In a few instances, William Carey also facilitated and oversaw British industrialization in India.  In 1794, Carey supervised an indigo factory at Mudnabatti, Dinadjpur, India, where he earned two-hundred rupees per month and received a commission on all indigo sold from it. In this capacity, Carey oversaw ninety Indian employees and became acquainted with Indian cultural and working norms.

Carey sought to bring Indians into western cultural and religious norms.  He pushed against infanticide, the burning and burying of lepers, and fought viciously against Sati, the burning of widowed women.  In some cases, it is alleged that he re-married Indian Christian widowed women.  Furthermore, Carey founded a College in Serampore, which the Danish king partially funded, to educate the Indian population.  He also helped establish other schools to push Indian girls to receive schooling.  Carey and his associate, William Ward, believed that an Indian Christian woman should be able to educate her child within the Christian tradition.  According to them, Christianity and female ignorance could not coexist.

Carey also played a significant role in studying India’s natural sciences.  It is believed that he introduced the English daisy and Linnaean system of gardening to India.  Furthermore, Carey ‘discovered’ the Careya herbacea and is known to have written one of the first books, Flora Indica, on India’s natural history.  These accolades, however, underpin the colonial logic and enterprise of laying claim to discovery and naming.
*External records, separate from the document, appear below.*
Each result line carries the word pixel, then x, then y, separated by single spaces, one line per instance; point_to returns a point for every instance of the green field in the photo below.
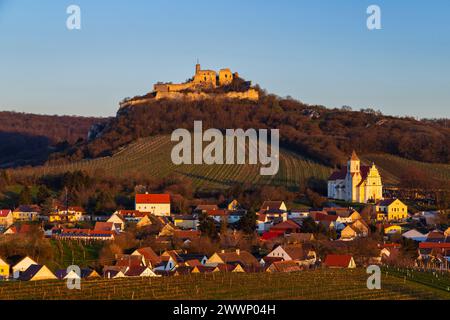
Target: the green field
pixel 392 168
pixel 151 157
pixel 67 253
pixel 323 284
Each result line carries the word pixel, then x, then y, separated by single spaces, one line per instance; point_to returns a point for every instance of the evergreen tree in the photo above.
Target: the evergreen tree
pixel 25 196
pixel 248 222
pixel 207 226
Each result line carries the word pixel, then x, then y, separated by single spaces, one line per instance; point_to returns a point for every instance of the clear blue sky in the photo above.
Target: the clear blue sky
pixel 318 51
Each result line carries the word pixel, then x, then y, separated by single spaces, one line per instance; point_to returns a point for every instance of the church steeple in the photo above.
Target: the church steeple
pixel 354 156
pixel 354 163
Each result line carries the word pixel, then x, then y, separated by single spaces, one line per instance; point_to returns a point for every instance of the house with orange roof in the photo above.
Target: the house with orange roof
pixel 284 266
pixel 4 269
pixel 340 261
pixel 151 259
pixel 28 213
pixel 156 204
pixel 6 218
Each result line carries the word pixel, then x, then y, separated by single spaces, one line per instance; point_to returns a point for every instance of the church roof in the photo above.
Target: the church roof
pixel 341 174
pixel 354 156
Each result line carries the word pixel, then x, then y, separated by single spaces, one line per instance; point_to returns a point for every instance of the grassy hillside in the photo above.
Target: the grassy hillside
pixel 393 168
pixel 321 284
pixel 151 157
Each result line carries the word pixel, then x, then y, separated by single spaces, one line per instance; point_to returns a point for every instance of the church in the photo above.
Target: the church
pixel 356 183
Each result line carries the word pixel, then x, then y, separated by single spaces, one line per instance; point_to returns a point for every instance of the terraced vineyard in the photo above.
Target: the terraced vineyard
pixel 393 167
pixel 151 157
pixel 323 284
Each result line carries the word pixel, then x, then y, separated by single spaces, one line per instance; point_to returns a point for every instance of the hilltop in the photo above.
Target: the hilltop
pixel 326 136
pixel 28 139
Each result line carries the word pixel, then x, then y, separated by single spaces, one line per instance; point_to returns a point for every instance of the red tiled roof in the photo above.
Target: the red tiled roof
pixel 272 235
pixel 325 217
pixel 434 245
pixel 391 245
pixel 4 213
pixel 103 226
pixel 385 202
pixel 153 198
pixel 338 260
pixel 217 212
pixel 286 225
pixel 28 208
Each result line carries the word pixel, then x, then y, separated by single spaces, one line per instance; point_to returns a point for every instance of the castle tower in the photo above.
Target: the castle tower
pixel 353 178
pixel 354 163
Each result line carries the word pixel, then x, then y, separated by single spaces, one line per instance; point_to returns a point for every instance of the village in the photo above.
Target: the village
pixel 284 239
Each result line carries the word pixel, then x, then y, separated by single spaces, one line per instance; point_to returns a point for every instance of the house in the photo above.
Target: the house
pixel 187 222
pixel 447 232
pixel 84 234
pixel 391 210
pixel 21 266
pixel 273 205
pixel 28 213
pixel 131 215
pixel 168 263
pixel 272 235
pixel 203 269
pixel 183 270
pixel 415 235
pixel 21 229
pixel 361 227
pixel 263 224
pixel 6 218
pixel 156 204
pixel 244 258
pixel 294 238
pixel 436 236
pixel 349 233
pixel 356 182
pixel 273 211
pixel 297 253
pixel 4 269
pixel 108 226
pixel 116 219
pixel 434 255
pixel 141 271
pixel 186 236
pixel 340 261
pixel 63 275
pixel 284 266
pixel 222 214
pixel 87 273
pixel 389 252
pixel 287 227
pixel 204 208
pixel 113 274
pixel 126 261
pixel 36 272
pixel 151 259
pixel 233 205
pixel 68 214
pixel 392 229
Upon Carey’s death, the Agricultural Society, the Baptist Missionary Society, the British and Foreign Bible Society, and the Asiatic Society of Calcutta obituarists paid glowing tributes to his work and life.  The British and Foreign Bible Society obituarist remarked that Carey “was qualified in an extraordinary degree by a singular facility in acquiring languages” and that he had “been instrumental in giving to the tribes of Asia the sacred Scriptures.”  In addition, the obituarist for the Asiatic Society of Calcutta remarked upon Carey’s canny ability to learn Indian languages and “for his eminent services in opening the stores of Indian literature to the knowledge of Europe.”  Carey had become a cultural, legal, and religious conduit between the English and Indian societies.

Ultimately, Carey represents the duality of the colonial experience.  On the one hand, his seemingly benign entrance into India underscored both the colonial and imperial mission to improve the Indian peoples, by providing education and Christianity, bringing industrialization to their lands, destabilizing prior customs and re-formulating new ones. Yet, his ability to relate the Bengali to the English language, and help alleviate the distress of marginalized groups, including women, underscores his significance to both the English and Indian societies.

 

 

 

Works Cited

 

Davis, Walter Price. William Carey: Father of Modern Missions (Chicago, Illinois: Moody Press, 1963).

 

Dewanji, Malay. William Carey and the Indian Renaissance (New Delhi, India: Published for William Carey Study and Research Centre & Christian Institute for the Study of Religion and Society by ISPCK, 1996).

 

Drewery, Mary. William Carey: Shoemaker and Missionary (London, England: Hodder and Stoughton, 1978).

 

Mangalwadi, Ruth and Vishal. William Carey: A Tribute by a Indian Woman (New Delhi, India: Nivedit Good Books, 1993).

 

Marshman, John Clark.  Life and times of Carey, Marshman, and Ward: Embracing the History of the Serampore Mission. Vol 2. (London, England: Longman, Brown, Green, Longmans & Roberts, 1859).

 

Oussoren, Aalbertinus Hermen. William Carey: Especially His Missionary Principles. (Leiden : A. W. Sijthoff, 1945).